Это я к тому говорю, что для правильного понимания Вашей творческой личности, особенностей Вашего аналитического ума надо помнить об этом самом крестьянском происхождении, о врожденном, то есть унаследованном, здравом смысле. Отсюда проистекают трезвость Вашего взгляда на самые деликатные вопросы, решимость пахать глубоко, потребность семь раз отмерить, да и то не отрезать, а еще разок прикинуть, обмозговать...
В этом месте моего письма (не одному Вам адресованного) вижу кислую мину некоторых наших «горожан»: опять «крестьянские» добродетели, опять «деревенская проза»... А что делать, если у нас такая страна, такая у нее история, такой генезис русской культуры?
Ну вот, ввязался в полемику (не могу разглядеть оппонента, но знаю, он есть), а не хотел. Это все Ваша наука, Борис Иванович, помните, что Вы писали в «Критике как литературе» на этот счет? «Каждый из нас пишет как умеет. Но все яснее становится, насколько важно для нас умение. Конечно, себя не перепрыгнешь. Я наблюдаю за другими, — и подчас радуюсь за других, чаще огорчаюсь. Разумеется, и собой нередко бываю недоволен. Случается, ввязываюсь в полемику. Это на старости-то лет. Да ведь какая это критика без полемики?..»

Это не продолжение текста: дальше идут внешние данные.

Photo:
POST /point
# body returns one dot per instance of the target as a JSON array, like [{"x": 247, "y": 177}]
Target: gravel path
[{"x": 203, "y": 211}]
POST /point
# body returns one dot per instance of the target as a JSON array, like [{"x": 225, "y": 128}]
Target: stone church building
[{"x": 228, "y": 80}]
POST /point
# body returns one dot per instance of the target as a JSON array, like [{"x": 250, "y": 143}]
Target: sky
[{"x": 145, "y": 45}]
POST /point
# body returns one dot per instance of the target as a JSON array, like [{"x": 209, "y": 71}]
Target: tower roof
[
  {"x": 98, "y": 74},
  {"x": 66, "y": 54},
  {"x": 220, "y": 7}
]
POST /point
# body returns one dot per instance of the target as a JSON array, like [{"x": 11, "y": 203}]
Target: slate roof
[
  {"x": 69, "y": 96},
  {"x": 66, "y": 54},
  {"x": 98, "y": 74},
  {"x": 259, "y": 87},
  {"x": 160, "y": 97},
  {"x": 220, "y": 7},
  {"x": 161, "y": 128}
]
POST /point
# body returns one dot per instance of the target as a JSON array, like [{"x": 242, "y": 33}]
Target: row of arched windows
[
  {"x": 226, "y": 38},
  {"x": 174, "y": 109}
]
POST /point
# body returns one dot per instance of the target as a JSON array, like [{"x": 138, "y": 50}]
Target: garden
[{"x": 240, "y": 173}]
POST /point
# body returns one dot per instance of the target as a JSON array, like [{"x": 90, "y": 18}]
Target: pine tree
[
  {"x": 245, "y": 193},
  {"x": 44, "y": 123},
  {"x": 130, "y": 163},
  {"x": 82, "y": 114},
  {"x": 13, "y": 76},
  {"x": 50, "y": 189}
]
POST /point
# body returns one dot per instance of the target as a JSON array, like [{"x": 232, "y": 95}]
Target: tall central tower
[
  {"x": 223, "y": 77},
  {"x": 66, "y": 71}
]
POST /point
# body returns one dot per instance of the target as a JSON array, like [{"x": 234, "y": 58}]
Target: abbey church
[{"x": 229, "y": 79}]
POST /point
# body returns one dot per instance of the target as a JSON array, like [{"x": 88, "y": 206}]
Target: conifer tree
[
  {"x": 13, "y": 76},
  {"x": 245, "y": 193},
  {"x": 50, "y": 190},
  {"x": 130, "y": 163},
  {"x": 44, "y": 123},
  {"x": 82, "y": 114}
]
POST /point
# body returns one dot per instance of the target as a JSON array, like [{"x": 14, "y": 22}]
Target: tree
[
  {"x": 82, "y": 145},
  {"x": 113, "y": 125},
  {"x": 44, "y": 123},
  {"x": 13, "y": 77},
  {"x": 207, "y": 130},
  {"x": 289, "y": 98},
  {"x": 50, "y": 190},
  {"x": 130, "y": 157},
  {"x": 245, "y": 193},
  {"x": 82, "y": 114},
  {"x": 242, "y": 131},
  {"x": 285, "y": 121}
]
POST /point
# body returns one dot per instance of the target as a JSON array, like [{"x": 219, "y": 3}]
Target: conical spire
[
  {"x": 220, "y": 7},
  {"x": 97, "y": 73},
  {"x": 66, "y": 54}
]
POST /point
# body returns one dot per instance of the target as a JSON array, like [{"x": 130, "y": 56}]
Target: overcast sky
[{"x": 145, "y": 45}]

Но... возвращаюсь в спокойное русло эпистолярного жанра. Почему-то мне очень важно знать, что одна Ваша жизнь — детство, отрочество, заря юности — прошла в подстепной России, почти что в тургеневских, в бунинских местах. Запомнился мне еще и такой Ваш рассказ о детстве. Однажды Вы заболели сыпняком, семь недель провалялись на земляном полу. Позванный священник обнадежил Вашу родительницу, что бог приберет мальчика. Детей в семье было много. Но мальчик выжил.